Hi everyone

  • Hi there everyone. I have tried just about everything else to try and beat this, and have just found this site.
    I am 51 years old, and have been bulimic for about half my life.
    I am about 20lbs overweight, 5'8" and 170lbs - everyone says that I look really good. I play a lot of tennis and walk, am quite active, but I STILL am ruled by how much I eat and how much I weigh.
    Seems to me that by now I should have worked it out, right?! At the moment I am trying hard to eat a healthy breakfast and eat my main meal at lunch, and a small meal in the evening.
    I had had a good week, then Sunday was my birthday, and that threw me off course.
    I have been taking prozac for the last 3 months, and that definitely helps, but sometimes I feel that I am going crazy.

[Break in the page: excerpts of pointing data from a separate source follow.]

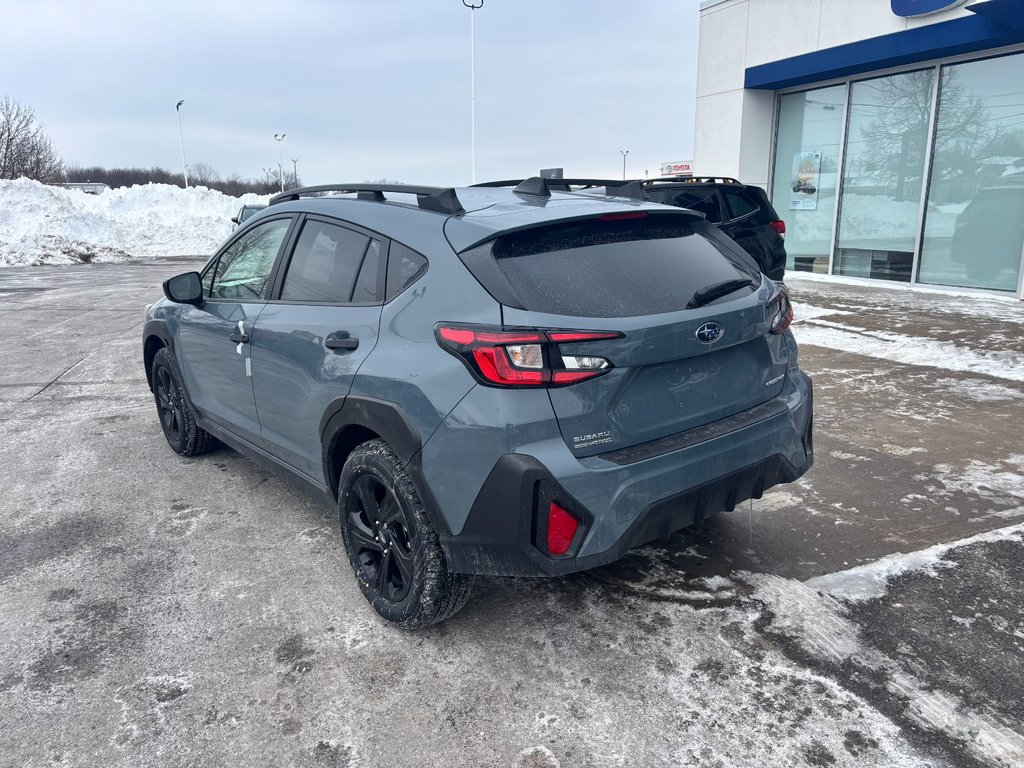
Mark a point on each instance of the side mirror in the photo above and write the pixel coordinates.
(184, 289)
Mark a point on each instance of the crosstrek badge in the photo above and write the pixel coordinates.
(595, 438)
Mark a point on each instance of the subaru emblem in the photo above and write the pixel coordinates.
(709, 332)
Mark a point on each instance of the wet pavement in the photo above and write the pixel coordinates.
(160, 610)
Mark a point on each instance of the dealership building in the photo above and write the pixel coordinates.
(888, 133)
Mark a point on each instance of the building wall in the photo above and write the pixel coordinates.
(732, 135)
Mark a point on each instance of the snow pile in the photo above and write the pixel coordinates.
(42, 224)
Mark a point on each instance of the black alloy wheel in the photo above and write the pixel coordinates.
(176, 418)
(392, 546)
(382, 542)
(169, 404)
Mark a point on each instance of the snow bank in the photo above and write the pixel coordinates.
(42, 224)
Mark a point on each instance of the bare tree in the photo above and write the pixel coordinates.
(25, 147)
(202, 174)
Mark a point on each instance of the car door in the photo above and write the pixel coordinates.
(309, 341)
(213, 339)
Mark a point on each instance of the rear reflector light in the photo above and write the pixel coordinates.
(561, 529)
(523, 357)
(779, 311)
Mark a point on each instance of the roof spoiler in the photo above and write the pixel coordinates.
(696, 180)
(436, 199)
(543, 186)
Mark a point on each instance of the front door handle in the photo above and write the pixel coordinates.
(341, 340)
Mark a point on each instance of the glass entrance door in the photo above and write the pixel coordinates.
(883, 175)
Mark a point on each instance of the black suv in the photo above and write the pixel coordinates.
(740, 211)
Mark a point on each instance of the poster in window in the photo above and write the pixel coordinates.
(806, 168)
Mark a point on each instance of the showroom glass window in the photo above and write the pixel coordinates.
(883, 175)
(810, 127)
(974, 224)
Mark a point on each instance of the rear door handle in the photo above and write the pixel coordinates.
(341, 340)
(240, 336)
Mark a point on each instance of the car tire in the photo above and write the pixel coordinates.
(176, 418)
(392, 547)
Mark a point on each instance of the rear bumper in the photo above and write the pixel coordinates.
(622, 505)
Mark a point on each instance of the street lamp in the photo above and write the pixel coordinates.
(472, 81)
(181, 140)
(281, 162)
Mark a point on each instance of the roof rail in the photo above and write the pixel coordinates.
(436, 199)
(696, 180)
(543, 186)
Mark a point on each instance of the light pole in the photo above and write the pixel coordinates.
(281, 162)
(472, 81)
(181, 140)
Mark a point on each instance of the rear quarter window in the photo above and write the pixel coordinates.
(596, 268)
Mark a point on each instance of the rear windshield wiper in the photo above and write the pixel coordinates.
(709, 293)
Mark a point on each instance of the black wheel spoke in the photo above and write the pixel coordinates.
(402, 561)
(363, 538)
(390, 511)
(366, 492)
(383, 585)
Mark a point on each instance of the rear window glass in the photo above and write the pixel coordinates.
(614, 268)
(739, 203)
(403, 267)
(702, 201)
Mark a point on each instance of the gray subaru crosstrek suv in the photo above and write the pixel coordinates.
(485, 380)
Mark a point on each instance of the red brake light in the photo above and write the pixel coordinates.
(523, 357)
(561, 529)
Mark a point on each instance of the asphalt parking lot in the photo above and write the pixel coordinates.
(161, 610)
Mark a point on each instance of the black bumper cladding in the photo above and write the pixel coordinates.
(503, 532)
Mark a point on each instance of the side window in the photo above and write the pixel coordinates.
(366, 285)
(702, 201)
(245, 267)
(739, 203)
(404, 266)
(325, 264)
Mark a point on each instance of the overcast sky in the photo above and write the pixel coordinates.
(364, 89)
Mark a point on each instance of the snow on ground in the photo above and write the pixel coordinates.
(817, 622)
(871, 581)
(42, 224)
(911, 350)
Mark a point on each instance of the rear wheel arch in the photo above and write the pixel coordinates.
(351, 421)
(347, 422)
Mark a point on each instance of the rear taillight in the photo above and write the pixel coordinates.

    Is there anyone out there who can relate?
  • Hello and yes I can relate. I was actively bullimic from the time I was 13 until I was about 26.I am now 39.
    After I quit getting rid of the food however I kept eating and at 5'4 I now weigh 258 pounds. I'm miserable. I decided to log on here in hopes of maybe helping myself.
    I thought that once I turned the corner on binging and purging that my food problem would be a matter of being careful about what and how much I ate. I've learned since that it was what was and is eating me that keeps me eating.I struggle daily with the temptation to purge.I also thought that would deminish with time but it hasn't. I can honestly say that I have never succumbed to the urge to purge, and for that I am greateful and remain hopeful that I will overcome my food addiction.
    I'm sorry if I have answered your post accurately as this is the first time I've ever done this. Keep the faith.